Overview
This node converts HTML content into a DOCX document using a local Pandoc executable. It supports inputting HTML directly or extracting it from a JSON field. The node is useful for automating document generation workflows where HTML content needs to be transformed into Word documents, such as generating reports, letters, or formatted documents from web content or other HTML sources.
Use Case Examples
- Convert a simple HTML snippet directly into a DOCX file for download or further processing.
- Extract HTML content from a JSON field in incoming data and convert it into a DOCX document.
- Embed local resources like images and CSS into the DOCX to produce standalone documents.
Properties
| Name | Meaning |
|---|---|
| HTML Source | Selects the source of the HTML input, either direct HTML input or from a JSON field. |
| HTML | The direct HTML string to convert to DOCX, used if HTML Source is 'Direct HTML'. |
| JSON Field | The JSON field path to extract the HTML string from, used if HTML Source is 'JSON Field'. |
| Output Binary Property | The name of the binary property where the resulting DOCX file will be stored. |
| File Name | The file name to assign to the generated DOCX document. |
| Pandoc Path | The path to the Pandoc executable, either absolute or available in system PATH. |
| Embed Resources | Whether to embed local resources (images, CSS) into the DOCX to produce a standalone document. |
| Resource Paths | Directories to search for local resources referenced in the HTML. |
| Reference DOCX Source | Selects a reference DOCX template to use during conversion, either none, a filesystem path, or a built-in minimal template. |
| Reference DOCX Path | Absolute path to the reference DOCX template, used if Reference DOCX Source is 'Filesystem Path'. |
| Whitespace Policy | How to normalize whitespace during conversion, either collapsing or preserving line breaks. |
| Use Minimal Reference | Whether to prefer using a minimal reference DOCX template when converting. |
| Timeout | Timeout in seconds for the Pandoc process to complete. |
| Additional Pandoc Arguments | Additional command-line arguments to pass to Pandoc for advanced customization. |
| Clean Output Mode | Enable output cleanup to simplify the DOCX structure, making it easier to diff and maintain. |
| Punctuation Normalization | Normalize common punctuation such as smart quotes and dashes, with options off or conservative. |
| Sanitize via CommonMark | Roundtrip HTML through CommonMark to simplify and sanitize the structure. |
| Strip Formatting Except Bold/Italic | Remove all formatting except bold and italic, preserving paragraph styles and numbering. |
| Remove Bookmarks | Remove bookmark tags from the DOCX output. |
| Collapse Empty Runs/Paragraphs | Remove empty runs and paragraphs produced by the conversion process. |
| Ensure xml:space="preserve" on Text | Ensure that text elements retain spacing by setting xml:space="preserve". |
| Normalization Profile (JSON) | Advanced JSON configuration for normalization profile to override defaults. |
Output
Binary
The node outputs the generated DOCX file as binary data under the specified binary property name.
JSON
error- Error message if the conversion fails for an item.
Dependencies
- Requires a local Pandoc executable accessible via the specified path or system PATH.
Troubleshooting
- Common issues include Pandoc not being installed or the path to the Pandoc executable being incorrect, resulting in errors when attempting to run the conversion.

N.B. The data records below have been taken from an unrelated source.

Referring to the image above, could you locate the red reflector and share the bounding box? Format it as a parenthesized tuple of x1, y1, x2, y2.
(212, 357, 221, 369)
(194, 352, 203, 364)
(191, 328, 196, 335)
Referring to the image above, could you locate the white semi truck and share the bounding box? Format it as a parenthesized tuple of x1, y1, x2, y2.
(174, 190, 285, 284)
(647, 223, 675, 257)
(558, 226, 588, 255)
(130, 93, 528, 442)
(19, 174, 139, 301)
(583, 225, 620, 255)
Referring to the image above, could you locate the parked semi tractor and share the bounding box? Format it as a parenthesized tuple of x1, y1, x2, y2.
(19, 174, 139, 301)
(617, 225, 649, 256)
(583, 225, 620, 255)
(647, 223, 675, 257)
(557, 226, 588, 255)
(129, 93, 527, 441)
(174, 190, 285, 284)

- If the HTML source field specified does not contain a string, the node throws an error indicating the JSON field is not a string.

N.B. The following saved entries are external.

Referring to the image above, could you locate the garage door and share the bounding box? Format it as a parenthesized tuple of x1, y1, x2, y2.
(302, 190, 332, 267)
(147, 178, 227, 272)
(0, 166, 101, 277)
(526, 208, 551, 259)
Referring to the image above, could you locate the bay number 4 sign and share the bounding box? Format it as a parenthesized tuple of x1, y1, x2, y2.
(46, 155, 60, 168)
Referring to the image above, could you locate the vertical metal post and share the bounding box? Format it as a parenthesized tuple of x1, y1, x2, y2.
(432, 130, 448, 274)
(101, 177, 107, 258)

- Timeout errors may occur if the Pandoc process takes longer than the specified timeout parameter; increasing the timeout may resolve this.
- Errors related to resource embedding may occur if the Pandoc version does not support embedding resources; ensure the Pandoc version is compatible.
Links
- Pandoc Official Website - Official site for Pandoc, the document converter used by this node.